Typologies as a Means of Creating Alerts

Business advisory

Marvin Esquivel

Typologies refer to the classifications and descriptions of techniques used by criminal organizations to give the appearance of legitimacy to funds of licit or illicit origin to eventually transfer them from one place or person to another with the purpose of financing illegal activities. Understanding the typologies used by some organizations is critical; we must assess clients thoroughly before accepting a contract offer.

Money laundering typologies pose a risk not only to our profession but also to the general public. Therefore, it is our social responsibility to raise awareness among other professionals and individuals regarding the methods used by money launderers. By doing so, we can help fight the proliferation of money laundering activities and reduce their impact on society.

As auditors, professional skepticism is our fundamental tool to identify various typologies. Using our ability to question situations will significantly reduce risks. We must locate suspicious operations using risk matrices and external data to assess records in our audits or when providing services to clients. We can identify suspicious operation records by checking documents provided by the potential client and by utilizing the “know your client” approach.

Commercial activities and financial transactions require our watchful eyes, and the identification of typologies through the analises provided by our documents. These activities include car sales, fund remittances, money transfers from abroad (unverified financial flows), suspicious money movements that appear legitimate, cross-border money transportation, shell companies, sales or trading activities where the fund sources are suspicious such as real estate, software development, gold trading, wildlife purchase and sale, medical products trade, purchase and sale of works of art, among others (data obtained from the Narcotics Institute of Costa Rica).

Of course, not all the commercial activities mentioned above are illicit. However, they may raise red flags as different typologies have been determined with reported suspicious operations.

To identify potential typologies, auditors must be aware of red flags that may denote illicit activities.
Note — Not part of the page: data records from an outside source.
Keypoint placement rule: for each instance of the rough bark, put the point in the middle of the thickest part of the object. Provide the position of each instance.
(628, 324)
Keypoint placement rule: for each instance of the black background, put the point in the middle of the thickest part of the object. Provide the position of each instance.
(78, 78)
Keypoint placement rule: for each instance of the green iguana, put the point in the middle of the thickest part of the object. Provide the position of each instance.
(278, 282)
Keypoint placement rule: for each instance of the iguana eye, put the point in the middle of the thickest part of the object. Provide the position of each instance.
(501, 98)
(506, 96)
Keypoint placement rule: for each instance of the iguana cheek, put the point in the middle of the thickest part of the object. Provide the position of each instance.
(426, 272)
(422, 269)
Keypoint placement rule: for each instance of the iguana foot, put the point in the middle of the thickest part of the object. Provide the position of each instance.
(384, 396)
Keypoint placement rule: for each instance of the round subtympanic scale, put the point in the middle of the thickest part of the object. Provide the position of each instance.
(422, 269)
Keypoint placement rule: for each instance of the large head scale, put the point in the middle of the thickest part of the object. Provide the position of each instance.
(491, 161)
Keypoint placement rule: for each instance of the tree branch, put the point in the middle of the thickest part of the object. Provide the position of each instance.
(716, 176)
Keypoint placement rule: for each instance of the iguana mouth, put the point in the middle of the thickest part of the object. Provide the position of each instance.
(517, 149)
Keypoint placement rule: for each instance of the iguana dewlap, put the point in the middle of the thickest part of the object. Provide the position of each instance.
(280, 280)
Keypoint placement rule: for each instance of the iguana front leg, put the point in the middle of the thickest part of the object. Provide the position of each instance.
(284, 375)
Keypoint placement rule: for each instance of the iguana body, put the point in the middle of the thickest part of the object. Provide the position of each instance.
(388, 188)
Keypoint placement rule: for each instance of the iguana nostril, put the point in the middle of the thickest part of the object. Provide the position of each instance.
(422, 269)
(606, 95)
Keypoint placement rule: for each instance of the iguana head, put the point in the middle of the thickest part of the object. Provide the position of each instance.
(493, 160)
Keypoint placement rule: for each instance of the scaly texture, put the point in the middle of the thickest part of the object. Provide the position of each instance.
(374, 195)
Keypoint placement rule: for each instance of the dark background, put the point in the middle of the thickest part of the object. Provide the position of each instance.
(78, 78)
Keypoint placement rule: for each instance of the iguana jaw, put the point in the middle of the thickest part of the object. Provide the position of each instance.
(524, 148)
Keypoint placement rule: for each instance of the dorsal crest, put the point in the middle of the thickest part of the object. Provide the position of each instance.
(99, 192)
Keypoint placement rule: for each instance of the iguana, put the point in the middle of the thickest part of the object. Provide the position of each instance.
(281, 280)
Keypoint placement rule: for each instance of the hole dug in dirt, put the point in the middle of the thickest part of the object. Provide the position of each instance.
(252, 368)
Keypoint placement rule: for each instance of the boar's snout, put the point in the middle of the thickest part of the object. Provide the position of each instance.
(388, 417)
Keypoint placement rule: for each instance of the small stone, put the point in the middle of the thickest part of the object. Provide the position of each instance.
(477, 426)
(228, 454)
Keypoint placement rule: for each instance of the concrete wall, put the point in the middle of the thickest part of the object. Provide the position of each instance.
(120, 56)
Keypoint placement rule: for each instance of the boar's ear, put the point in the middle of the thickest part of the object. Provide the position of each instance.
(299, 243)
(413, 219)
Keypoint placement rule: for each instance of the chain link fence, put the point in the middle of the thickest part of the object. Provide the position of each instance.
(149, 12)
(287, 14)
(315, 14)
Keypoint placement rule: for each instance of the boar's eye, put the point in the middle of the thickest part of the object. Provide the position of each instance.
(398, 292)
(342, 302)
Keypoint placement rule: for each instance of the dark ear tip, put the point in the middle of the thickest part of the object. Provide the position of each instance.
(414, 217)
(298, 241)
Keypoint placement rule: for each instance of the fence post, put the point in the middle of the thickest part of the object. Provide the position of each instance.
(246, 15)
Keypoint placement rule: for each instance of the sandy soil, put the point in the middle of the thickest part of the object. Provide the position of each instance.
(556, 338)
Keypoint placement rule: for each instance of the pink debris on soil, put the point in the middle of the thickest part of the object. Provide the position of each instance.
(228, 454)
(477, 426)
The Narcotics Institute of Costa Rica has provided a list of typologies:

  1. Use of the same financial information for different banks.
  2. Credit requests without collateral.
  3. No verifiable economic activity.
  4. Increasing bank deposits with no apparent relation to a particular economic activity or structure, without information as to the origin of the funds.
  5. No match between the purchase of an asset with the socio-economic profile of the client.
  6. Acquisition of goods in cash, with no economic activity to back up the origin of the funds.
  7. Suspected links to drug trafficking or other illicit businesses.
  8. Purchases of goods that are not yet in inventory.
  9. No information to support the structured transactions nor a trustworthy reason.
  10. Unknown economic activities that require legal structure.
  11. Nationality of individuals coming from countries with high money laundering risks (tax havens).
  12. Ignorance of the origin of the funds received where there is no logical relationship of employment, family, or any other kind.
  13. There is no record of formal and remunerated economic activity about the individuals receiving funds; some individuals may even have a criminal record.
  14. The use of current accounts as a “bridge,” upon recpetion funds are funneled to other accounts, ATM withdrawals are common as cash is harder to track.
  15. Use of shell or “paper” companies.
  16. No information on economic activities carried out abroad.
  17. Some entrepreneurs make sudden changes in economic activity.
  18. People who do not logically respond to questions asked as part of the “know your customer” matrix, they do not appear to have a genuine business activity or business history.
  19. Individuals who provide documents that appear to support business activity abroad but are not verified by apostille from the country of origin.
  20. Newly incorporated companies with foreign partners lacking information as to their roots in the country where they live.
  21. Refusal of the client to provide requested information that supports the origin of the funds.
It is necessary to educate our staff through continuous training so that they are part of our strategy to minimise risks in our profession, and to be prepared to detect these illicit activities with ethical and professional actions.

Marvin Esquivel

As professionals, it’s crucial that we diligently evaluate the constant occurrence of different typologies. It’s our responsibility to ensure that our staff is well-versed through continuous training to minimize risks in our profession. Our team must be well-prepared to detect illicit activities and respond with ethical and professional actions.